The LAB inoculation improved fermentation quality and aerobic stability of mulberry leaves silage, while adding glucose or molasses failed to affect the fermentation and impaired the aerobic stability. Based on the results obtained in the experiment, inoculating LAB alone is advisable especially when mulberry leaves are ensiled at a relatively high DM.



We certify that there is no conflict of interest with any financial organization regarding the material discussed in the manuscript.

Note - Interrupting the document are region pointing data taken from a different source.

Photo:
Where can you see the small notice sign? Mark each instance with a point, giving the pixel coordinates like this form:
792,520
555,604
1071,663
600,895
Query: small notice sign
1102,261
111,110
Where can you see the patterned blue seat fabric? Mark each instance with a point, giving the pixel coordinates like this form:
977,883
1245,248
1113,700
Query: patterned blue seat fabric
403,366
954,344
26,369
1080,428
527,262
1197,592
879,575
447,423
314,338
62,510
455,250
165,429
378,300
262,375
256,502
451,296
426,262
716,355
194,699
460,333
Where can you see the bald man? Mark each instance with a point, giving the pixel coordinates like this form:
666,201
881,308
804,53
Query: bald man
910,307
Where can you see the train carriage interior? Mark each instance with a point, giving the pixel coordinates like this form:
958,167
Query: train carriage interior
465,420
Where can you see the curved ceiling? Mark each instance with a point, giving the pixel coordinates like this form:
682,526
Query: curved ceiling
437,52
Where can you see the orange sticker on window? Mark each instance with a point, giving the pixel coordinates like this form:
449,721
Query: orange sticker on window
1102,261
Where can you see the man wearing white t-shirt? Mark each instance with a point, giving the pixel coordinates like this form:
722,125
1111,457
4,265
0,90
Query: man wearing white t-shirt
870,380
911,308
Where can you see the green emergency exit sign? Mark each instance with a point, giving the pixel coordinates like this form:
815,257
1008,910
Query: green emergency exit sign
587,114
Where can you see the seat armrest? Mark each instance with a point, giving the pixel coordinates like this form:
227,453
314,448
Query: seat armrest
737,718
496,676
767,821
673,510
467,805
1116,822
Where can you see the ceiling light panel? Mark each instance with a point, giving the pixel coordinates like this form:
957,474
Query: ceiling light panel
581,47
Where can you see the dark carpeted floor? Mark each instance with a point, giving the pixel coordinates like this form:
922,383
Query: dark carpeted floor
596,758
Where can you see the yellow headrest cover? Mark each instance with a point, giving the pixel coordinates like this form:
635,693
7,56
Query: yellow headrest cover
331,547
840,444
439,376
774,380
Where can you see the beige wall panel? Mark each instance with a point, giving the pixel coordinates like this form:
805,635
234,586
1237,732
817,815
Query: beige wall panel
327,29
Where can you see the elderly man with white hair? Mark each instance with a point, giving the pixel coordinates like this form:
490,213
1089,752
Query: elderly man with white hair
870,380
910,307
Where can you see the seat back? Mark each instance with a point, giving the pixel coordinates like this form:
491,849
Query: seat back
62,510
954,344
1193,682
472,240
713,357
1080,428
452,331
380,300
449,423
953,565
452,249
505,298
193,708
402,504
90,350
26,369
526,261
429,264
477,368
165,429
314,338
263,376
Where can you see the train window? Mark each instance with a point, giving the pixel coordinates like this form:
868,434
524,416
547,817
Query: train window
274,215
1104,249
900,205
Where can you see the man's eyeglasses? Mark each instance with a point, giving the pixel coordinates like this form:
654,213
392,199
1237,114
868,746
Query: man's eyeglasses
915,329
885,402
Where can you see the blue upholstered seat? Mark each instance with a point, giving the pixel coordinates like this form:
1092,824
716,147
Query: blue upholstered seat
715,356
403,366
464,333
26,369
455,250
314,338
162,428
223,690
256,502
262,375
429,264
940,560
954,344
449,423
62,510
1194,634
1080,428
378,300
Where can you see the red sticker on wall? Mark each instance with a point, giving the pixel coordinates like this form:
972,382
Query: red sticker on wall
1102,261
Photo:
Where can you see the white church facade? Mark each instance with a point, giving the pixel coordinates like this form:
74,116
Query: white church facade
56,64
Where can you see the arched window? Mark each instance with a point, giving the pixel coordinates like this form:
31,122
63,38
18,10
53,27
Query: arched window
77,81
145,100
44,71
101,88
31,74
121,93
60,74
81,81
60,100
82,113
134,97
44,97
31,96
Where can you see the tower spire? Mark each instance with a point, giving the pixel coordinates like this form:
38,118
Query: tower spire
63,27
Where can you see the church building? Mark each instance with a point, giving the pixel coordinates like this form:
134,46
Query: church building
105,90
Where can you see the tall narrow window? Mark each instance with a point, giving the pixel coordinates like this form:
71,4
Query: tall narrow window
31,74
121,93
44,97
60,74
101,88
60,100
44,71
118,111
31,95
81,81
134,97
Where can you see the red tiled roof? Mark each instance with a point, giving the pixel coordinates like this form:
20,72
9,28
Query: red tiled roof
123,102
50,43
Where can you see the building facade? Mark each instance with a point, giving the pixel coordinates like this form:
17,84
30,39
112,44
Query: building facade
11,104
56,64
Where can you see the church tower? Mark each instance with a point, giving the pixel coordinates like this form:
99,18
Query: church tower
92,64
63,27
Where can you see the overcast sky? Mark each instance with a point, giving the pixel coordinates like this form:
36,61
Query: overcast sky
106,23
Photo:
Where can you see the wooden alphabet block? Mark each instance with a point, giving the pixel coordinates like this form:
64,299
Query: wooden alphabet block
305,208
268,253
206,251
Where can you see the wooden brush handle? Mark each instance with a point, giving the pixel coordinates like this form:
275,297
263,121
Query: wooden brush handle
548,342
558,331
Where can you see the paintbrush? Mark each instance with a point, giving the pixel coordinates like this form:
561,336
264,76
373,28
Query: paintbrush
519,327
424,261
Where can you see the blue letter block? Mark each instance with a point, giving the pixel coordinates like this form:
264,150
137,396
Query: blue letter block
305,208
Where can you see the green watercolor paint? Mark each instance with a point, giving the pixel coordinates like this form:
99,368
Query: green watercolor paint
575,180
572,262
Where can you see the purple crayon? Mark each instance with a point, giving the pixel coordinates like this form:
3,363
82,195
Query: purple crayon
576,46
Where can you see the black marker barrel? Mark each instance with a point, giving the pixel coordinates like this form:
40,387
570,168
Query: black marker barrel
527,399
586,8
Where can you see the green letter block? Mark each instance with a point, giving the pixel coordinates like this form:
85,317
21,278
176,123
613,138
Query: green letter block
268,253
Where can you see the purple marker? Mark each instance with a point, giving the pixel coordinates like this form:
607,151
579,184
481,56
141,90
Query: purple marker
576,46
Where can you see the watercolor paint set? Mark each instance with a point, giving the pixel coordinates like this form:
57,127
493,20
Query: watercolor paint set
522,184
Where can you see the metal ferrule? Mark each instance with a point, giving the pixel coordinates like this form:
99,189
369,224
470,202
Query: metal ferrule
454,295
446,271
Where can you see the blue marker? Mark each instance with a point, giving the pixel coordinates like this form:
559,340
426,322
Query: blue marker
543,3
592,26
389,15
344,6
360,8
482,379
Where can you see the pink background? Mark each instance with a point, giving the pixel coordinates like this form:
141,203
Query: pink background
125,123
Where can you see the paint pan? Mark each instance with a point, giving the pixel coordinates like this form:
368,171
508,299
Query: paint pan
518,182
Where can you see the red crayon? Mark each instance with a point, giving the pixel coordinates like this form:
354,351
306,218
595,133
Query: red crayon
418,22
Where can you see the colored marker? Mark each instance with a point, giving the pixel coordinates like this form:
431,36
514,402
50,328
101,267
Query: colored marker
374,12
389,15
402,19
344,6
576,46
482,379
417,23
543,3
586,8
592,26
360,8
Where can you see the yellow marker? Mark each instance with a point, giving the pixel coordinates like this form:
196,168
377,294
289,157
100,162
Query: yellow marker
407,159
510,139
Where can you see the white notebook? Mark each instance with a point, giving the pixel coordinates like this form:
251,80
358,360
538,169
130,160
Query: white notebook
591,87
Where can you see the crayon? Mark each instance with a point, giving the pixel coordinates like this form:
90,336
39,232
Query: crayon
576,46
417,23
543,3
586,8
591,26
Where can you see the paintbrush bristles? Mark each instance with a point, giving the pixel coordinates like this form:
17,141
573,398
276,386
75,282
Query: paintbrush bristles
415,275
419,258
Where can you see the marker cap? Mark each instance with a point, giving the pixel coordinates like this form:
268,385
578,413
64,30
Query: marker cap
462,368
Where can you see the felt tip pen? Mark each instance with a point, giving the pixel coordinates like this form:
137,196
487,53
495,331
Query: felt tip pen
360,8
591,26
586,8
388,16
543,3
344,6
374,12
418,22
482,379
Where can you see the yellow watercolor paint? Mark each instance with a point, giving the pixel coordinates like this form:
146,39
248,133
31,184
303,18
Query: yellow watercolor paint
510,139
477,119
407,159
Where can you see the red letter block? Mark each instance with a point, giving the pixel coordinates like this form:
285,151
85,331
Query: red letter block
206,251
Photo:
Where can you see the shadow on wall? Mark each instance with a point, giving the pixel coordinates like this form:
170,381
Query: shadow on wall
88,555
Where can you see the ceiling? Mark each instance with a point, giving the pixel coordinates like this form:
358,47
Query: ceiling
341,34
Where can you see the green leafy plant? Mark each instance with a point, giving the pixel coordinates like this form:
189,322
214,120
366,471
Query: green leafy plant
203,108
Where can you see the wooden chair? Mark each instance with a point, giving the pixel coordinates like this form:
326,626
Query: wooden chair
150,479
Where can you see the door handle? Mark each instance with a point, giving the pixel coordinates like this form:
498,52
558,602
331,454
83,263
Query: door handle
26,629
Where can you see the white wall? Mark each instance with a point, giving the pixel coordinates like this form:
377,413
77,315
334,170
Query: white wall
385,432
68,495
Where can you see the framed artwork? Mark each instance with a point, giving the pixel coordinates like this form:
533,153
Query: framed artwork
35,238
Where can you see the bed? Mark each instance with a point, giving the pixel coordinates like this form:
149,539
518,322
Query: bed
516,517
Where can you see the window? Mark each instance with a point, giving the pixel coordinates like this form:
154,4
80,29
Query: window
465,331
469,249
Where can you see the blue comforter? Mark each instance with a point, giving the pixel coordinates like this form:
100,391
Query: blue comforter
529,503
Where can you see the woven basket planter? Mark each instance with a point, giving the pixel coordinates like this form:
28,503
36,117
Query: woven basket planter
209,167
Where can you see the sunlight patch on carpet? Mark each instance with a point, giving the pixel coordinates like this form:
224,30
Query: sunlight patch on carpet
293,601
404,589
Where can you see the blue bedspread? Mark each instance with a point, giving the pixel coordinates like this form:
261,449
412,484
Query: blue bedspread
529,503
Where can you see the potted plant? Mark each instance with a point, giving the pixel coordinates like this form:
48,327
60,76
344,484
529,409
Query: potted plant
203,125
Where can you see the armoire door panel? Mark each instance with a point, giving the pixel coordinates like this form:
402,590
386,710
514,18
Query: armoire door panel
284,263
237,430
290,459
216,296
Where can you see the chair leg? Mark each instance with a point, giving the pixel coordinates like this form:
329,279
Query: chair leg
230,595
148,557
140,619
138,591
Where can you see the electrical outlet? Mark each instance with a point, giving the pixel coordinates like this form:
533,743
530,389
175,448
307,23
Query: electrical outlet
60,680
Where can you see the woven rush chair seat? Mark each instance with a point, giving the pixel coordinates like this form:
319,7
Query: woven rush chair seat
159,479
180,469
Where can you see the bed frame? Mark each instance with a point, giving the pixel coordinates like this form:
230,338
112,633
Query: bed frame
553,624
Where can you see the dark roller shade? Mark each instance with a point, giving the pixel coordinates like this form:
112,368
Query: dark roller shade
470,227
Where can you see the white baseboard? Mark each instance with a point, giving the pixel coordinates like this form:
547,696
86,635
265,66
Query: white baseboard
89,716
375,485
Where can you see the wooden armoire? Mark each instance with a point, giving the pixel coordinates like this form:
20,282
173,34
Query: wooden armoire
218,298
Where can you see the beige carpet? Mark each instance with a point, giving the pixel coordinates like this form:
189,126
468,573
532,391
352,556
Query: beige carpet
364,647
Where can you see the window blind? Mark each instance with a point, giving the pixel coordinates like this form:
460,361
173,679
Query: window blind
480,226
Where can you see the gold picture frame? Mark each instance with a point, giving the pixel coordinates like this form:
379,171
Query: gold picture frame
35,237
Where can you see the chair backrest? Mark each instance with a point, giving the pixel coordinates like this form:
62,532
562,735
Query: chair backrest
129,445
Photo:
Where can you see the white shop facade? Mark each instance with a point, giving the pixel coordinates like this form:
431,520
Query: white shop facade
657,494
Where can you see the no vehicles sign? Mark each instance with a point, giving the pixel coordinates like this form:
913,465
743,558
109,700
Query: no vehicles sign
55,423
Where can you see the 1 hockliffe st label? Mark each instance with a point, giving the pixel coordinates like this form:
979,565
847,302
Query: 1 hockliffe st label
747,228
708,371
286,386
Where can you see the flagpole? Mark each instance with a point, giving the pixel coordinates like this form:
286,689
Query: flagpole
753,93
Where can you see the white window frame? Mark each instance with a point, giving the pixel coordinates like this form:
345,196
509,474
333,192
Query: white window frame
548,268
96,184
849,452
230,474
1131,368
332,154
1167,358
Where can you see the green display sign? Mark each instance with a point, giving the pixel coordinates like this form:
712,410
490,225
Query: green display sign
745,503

This work was financially supported by the Key R&D and Achievement Transformation Program of Tibet autonomous region (XZ201901NB07).

Figure 1
The dynamics of fermentation parameters of mulberry leaves during ensiling. DM, dry matter; NH3-N, ammonia nitrogen; TN, total nitrogen; L, Lactobacillus plantarum; G, glucose; M, molasses; L+G, Lactobacillus plantarum + glucose; L+M, Lactobacillus plantarum + molasses. The standard error of the means (n = 5) for the lactic acid, pH, acetic acid, ethanol and NH3-N/TN were 0.05, 0.006, 0.021, 0.015, and 0.061, respectively. Each of the effects of treatment, ensilage time and the interaction had a p-value of <0.05.
Figure 2
The dynamics of dry matter (DM) and water-soluble carbohydrates (WSC) of mulberry leaves during ensiling. L, Lactobacillus plantarum; G, glucose; M, molasses; L+G, Lactobacillus plantarum + glucose; L+M, Lactobacillus plantarum + molasses; FM, fresh matter. The standard error of the means (n = 5) for the DM and WSC were 0.35 and 0.09, respectively. Each of the effects of treatment, ensilage time and the interaction had a p-value of <0.05.
Figure 3
Aerobic stability of mulberry leaves silage. Vertical bars are the standard errors of the means, bars with different letters differ (p<0.05, n = 5). Control, without additive; G, glucose; M, molasses; L, Lactobacillus plantarum; L+G, Lactobacillus plantarum + glucose; L+M, Lactobacillus plantarum + molasses
Table 1
Chemical (% DM, unless stated otherwise) and microbial compositions (on fresh matter basis) of mulberry leaves
Items Mulberry leaves
Chemical composition
 DM (% fresh matter) 38.5
 CP 13.7
 WSC 11.8
 BC (mE/kg DM) 223
 NDF 30.3
 ADF 15.7
Microbial populations
 LAB (log cfu/g) 6.73
 Aerobic bacteria (log cfu/g) 5.35
 Yeasts (log cfu/g) 4.63

DM, dry matter; CP, crude protein; WSC, water soluble carbohydrates; BC, buffer capacity; NDF, neutral detergent fiber; ADF; acid detergent fiber; LAB, lactic acid bacteria; cfu, colony-forming units.

Table 2
Chemical compositions and in vitro digestibility of mulberry leaves silage
Items Control L1) G1) M1) L+G1) L+M1) SEM p-value
Chemical compositions (g/kg DM)
 CP 14.8 14.2 14.4 13.6 13.7 14.9 0.201 0.546
 NDF 26.1A 23.5B 25.8A 26.4A 23.0BC 21.9C 0.456 0.013
 ADF 15.2A 14.6A 14.3A 14.3A 13.7B 13.0B 0.311 0.045
Digestibility (%)
 DM-D 43.3B 41.2B 41.6B 53.6A 42.8B 44.3B 0.860 0.040
 NDF-D 34.1 31.8 33.6 35.4 32.9 33.0 0.680 0.106

SEM, standard error of means (n = 5); DM, dry matter; CP, crude protein; NDF, neutral detergent fibre; ADF, acid detergent fibre; DM-D, in vitro dry matter digestibility; NDF-D, in vitro neutral detergent fibre digestibility.

1) L, Lactobacillus plantarum; G, glucose; M, molasses; L+G, Lactobacillus plantarum + glucose; L+M, Lactobacillus plantarum + molasses.

A–C Means in the same row with different letters differed significantly (p<0.05, n = 5).